Article and photos by Yadira Gonzalez | May 24, 2023
On any other day, Sonia Perez toils in Maria Hernandez Park selling tamales and coffee to the neighborhood locals. But on May 6 she arrived at the Bushwick park with her shopping cart filled with coolers to the sight of a crowd excited to greet her. Perez was the first stop in the Street Vendor Project’s second annual scavenger hunt.
The game, which turned supporting food carts, trucks and stands into a friendly competition, drove players to visit street vendors throughout the five boroughs and purchase their wares to win a grand prize. The groups of teams were filled with anticipation but they soon remembered why they were there when Perez’s speech punctuated the afternoon.
“What we need beyond today is also your support to change so that we can be recognized as small businesses that can work legally as street vendors.” Perez said. “We don’t come here to harm anyone, rob anyone. We come to work and bring our families forward.”
But gaining support, especially from the city government, has been and continues to be a challenge. After two years of residing within the Department of Consumer and Worker Protection, the Office of Street Vendor Enforcement became officially established within the Department of Sanitation as of April 1, according to a letter from the office of Mayor Eric Adams. In response, street vendors refused to be treated like trash.
Laborers, community leaders and nonprofit organizations have since buttressed their efforts towards guaranteeing protection that is otherwise threatened by bureaucratic mutability and, now, DSNY police.
“It’s just a mismatch,” said Carina Kaufman-Gutierrez, deputy director of SVP. “Street vendors are small businesses and thinking about the Department of Sanitation, they do great work but their mandate is not to be involved with small businesses.”
Members of the SVP, including many of the laborers they represent, and several workers’ unions gathered in Washington Square Park on International Workers’ Day to rally for their rights. Politicians also gathered to share their solidarity with workers.
“Y’all work too damn hard to keep our city running, to keep yourselves, your families, your blocks, your communities, your boroughs, your city safe and healthy and moving forward,” New York City council member Tiffany Cabán said at the rally. “Y’all are due to get absolutely everything you are demanding and you absolutely deserve.”

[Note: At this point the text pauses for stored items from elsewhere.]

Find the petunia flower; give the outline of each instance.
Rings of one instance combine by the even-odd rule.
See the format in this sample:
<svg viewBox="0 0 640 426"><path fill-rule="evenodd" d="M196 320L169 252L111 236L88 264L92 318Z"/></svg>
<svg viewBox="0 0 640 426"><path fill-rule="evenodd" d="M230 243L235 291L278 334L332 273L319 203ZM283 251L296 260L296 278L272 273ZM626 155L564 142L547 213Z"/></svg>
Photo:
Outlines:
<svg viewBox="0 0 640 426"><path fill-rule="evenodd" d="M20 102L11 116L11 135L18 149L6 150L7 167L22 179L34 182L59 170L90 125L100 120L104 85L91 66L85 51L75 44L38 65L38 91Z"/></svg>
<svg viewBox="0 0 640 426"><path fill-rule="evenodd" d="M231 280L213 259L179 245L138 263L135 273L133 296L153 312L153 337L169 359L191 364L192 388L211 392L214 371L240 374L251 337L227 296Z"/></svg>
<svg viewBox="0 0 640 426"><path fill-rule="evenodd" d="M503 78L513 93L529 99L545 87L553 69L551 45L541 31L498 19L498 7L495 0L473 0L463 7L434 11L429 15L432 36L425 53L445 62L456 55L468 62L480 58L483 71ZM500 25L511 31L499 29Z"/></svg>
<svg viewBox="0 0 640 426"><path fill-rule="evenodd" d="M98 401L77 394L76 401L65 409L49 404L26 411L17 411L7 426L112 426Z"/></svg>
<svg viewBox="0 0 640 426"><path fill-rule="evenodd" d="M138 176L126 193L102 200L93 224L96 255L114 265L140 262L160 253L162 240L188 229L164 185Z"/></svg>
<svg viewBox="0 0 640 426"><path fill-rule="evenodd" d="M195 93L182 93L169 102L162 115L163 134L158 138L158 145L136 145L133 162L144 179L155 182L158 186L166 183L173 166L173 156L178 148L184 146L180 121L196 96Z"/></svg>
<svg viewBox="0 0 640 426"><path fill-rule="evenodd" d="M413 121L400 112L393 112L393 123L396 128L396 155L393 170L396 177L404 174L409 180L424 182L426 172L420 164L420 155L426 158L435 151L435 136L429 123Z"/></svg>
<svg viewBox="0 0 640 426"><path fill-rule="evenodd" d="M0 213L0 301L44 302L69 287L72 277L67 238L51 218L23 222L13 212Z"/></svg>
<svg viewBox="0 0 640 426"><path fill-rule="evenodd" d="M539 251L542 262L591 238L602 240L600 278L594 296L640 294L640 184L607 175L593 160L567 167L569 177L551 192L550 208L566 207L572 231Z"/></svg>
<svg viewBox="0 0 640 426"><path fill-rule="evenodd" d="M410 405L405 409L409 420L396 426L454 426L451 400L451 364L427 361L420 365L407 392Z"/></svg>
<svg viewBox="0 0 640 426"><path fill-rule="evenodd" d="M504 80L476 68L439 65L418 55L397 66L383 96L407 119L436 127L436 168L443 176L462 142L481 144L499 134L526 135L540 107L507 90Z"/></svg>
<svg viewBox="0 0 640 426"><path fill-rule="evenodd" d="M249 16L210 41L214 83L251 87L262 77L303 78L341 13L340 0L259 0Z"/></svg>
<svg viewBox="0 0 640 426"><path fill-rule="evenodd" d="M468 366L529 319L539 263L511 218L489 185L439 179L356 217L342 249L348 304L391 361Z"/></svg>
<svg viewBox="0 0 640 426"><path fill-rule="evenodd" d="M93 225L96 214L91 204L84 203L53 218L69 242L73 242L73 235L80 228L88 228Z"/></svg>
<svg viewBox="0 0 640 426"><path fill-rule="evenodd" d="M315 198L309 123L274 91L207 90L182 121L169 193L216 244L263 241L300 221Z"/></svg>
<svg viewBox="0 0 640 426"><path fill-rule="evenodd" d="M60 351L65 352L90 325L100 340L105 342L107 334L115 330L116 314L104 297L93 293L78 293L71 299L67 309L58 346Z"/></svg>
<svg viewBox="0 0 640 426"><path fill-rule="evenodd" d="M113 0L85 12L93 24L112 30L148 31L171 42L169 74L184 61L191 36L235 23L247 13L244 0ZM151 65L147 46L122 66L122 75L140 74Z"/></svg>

An increase in available mobile food vending permits—currently capped at 3,000 citywide—is one of the many acts of legislation that advocates are working towards. According to Kaufman-Gutierrez, this would allow vendors greater protection while they work on the street for people like Perez.
After having worked 20 years as a street vendor, Perez remains in the queue for a mobile food permit. As one of SVJ’s almost 3,000 members, though, she retains some level of security with the nonprofit providing legal services and educational training.
In lieu of the morass of paperwork within the city departments, street vendors have also begun to form their own coalitions, ensuring that the space in which they sell remains safe against authorities. Getting off of the 7-train on 103 Street, one’s senses are piqued by the smells of roasting meat and sweet aguas frescas in a little nook of Latin America that has flourished since its vendors formed their alliance.
The Corona Plaza Coalition, which has been named one of New York City’s top 100 restaurants by The New York Times, created an association in 2022 that established that the vendors would handle any disputes or matters regarding cleanliness internally to stave off any encounters with law enforcement.
Since the reestablishment under the DSNY, run-ins with the police have fortunately been limited to those truly violating health and safety codes. Yet, the frequency of confrontations could subside if the proper instruction for the police and street vendors were provided, according to Kaufman-Gutierrez.
“We’ve been pleasantly surprised at the way they have really done the 24-hour warning system with vendors before doing enforcement,” said Kaufman-Gutierrez. “But warning is not the same as training.”
Continued investment in street vendors, educational resources and the organizations that advocate for them is a tasty way to keep New York City’s small businesses alive.
“We’re coming together and uniting as a community. We should focus on ensuring that street vendors are able to thrive,” Perez said.